Breaking Symmetries: 20 Real Scalars and 24 Symmetries

[nonequilibrium]

Homework Statement

Suppose that there is a gauge group with 24 indepenent symmetries and we find a set of 20 real scalar fields such that the scalar potential has minima that are invariant under only 8 of these symmetries.
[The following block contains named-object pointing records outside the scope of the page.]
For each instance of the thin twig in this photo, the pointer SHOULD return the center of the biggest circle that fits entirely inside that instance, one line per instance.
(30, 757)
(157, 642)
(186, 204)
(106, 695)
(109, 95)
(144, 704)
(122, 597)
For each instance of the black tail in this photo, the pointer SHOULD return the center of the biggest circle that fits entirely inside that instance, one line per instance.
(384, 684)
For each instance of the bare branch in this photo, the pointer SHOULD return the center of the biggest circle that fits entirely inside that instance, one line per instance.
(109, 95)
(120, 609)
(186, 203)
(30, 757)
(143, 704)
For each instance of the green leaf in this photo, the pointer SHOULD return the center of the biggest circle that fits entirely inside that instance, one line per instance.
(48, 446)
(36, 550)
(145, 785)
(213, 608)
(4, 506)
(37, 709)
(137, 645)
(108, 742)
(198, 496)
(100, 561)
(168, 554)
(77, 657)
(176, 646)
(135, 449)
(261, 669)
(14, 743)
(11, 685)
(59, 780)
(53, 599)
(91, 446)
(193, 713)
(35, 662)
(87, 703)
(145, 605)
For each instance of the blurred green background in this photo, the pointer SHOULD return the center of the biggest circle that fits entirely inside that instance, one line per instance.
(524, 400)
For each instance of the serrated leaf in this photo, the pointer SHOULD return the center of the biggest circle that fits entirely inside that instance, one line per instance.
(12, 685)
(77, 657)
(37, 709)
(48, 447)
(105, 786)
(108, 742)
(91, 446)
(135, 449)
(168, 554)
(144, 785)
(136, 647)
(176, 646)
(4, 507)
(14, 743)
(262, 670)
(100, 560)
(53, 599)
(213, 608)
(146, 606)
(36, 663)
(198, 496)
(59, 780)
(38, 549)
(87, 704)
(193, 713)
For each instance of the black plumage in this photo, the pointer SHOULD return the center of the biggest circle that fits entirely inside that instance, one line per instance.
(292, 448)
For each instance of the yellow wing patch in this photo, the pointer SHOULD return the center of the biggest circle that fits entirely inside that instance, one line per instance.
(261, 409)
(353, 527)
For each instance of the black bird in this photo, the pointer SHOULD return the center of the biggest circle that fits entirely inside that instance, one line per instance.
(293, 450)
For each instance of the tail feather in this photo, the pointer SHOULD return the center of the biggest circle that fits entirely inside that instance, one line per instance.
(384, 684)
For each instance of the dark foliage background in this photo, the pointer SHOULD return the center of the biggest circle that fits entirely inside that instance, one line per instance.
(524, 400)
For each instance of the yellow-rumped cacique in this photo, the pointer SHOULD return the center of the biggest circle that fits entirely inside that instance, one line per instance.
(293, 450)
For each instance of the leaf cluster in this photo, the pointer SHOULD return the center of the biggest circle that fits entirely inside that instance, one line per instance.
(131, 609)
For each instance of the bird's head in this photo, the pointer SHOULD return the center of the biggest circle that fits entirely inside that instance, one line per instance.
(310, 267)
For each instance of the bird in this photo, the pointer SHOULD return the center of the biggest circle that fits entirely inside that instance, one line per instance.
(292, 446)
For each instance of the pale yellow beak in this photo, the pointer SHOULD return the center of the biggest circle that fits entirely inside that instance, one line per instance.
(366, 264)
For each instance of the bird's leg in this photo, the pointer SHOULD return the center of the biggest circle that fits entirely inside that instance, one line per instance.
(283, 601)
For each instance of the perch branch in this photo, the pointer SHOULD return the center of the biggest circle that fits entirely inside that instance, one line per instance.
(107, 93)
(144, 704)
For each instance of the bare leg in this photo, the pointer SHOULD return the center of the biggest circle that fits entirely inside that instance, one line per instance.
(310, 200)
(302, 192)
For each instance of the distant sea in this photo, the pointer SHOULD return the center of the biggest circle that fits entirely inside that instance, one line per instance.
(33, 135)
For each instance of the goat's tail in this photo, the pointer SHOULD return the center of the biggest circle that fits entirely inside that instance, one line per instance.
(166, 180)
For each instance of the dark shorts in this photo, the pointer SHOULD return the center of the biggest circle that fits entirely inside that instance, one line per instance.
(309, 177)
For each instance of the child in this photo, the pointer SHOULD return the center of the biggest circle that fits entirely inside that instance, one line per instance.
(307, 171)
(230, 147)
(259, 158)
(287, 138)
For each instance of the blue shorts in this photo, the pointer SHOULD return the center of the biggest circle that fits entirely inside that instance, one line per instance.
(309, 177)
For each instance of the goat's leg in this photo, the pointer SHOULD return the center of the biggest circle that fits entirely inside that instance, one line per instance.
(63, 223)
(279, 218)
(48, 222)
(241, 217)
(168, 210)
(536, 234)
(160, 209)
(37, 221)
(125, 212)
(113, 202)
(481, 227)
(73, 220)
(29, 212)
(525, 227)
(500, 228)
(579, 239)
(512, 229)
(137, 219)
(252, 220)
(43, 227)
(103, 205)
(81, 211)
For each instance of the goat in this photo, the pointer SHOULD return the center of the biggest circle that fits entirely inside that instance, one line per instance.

Using the Brout-Englert-Higss mechanism, how many physical fields are there that are
- massive spin 1
- massless spin 1
- Goldstone scalars
- Higgs scalars

Homework Equations

N.A.

The Attempt at a Solution

I'm not sure since I only saw an example worked out where there was a gauge "group" with 1 symmetry and we had 2 real scalar fields and the 1 symmetry was broken, and it ended up giving one massive spin 1, zero massless spin 1, zero Goldstone scalars and 1 Higgs scalar. I'm not sure how to generalize this to a more general case.

But let's give it a try: if we assume that for each broken symmetry, a gauge boson gets mass, we end up with "16 massive spin 1" (since 24 - 8 symmetries are broken). Hence "8 massless spin 1" remain. If I now presume that each gauge boson getting a mass is accompanied with the eating of one Goldstone scalar (which seems sensible from the perspective of the gauge boson gaining one degree of freedom), 16 Goldstone scalars have been eaten, and presuming that no (physical) Goldstone scalars can remain (?) (i.e. "0 Goldstone scalars"), we conclude that from the 20 real scalar fields, "4 Higgs scalars" survive.

Is the answer and/or some of the reasoning correct? Maybe I'm making it too complicated... (for reference we're using Griffiths' Introduction to Elementary Particles, although note that the question is not in the book itself).

 

[mark726]

Your reasoning is mostly correct. Let's break it down into each type of field:

- Massive spin 1: Since 8 out of 24 symmetries are broken, there will be 8 massive gauge bosons. This is because for every broken symmetry, a gauge boson gets a mass. So 8 out of the 24 gauge bosons will have a mass.
- Massless spin 1: Since there are 8 unbroken symmetries, there will be 8 massless gauge bosons. These are the gauge bosons corresponding to the unbroken symmetries.
- Goldstone scalars: As you mentioned, for each broken symmetry, a Goldstone scalar gets "eaten" by the corresponding gauge boson, giving it a mass. So in this case, 8 Goldstone scalars will be eaten and there will be no physical Goldstone scalars remaining.
- Higgs scalars: The remaining 4 scalar fields will be the Higgs scalars, responsible for giving mass to the gauge bosons and fermions through the Higgs mechanism.

So to summarize, there will be 8 massive spin 1 fields, 8 massless spin 1 fields, 0 Goldstone scalars, and 4 Higgs scalars. Keep in mind that this is just a generalization and the specific numbers may vary depending on the specific gauge group and scalar fields involved.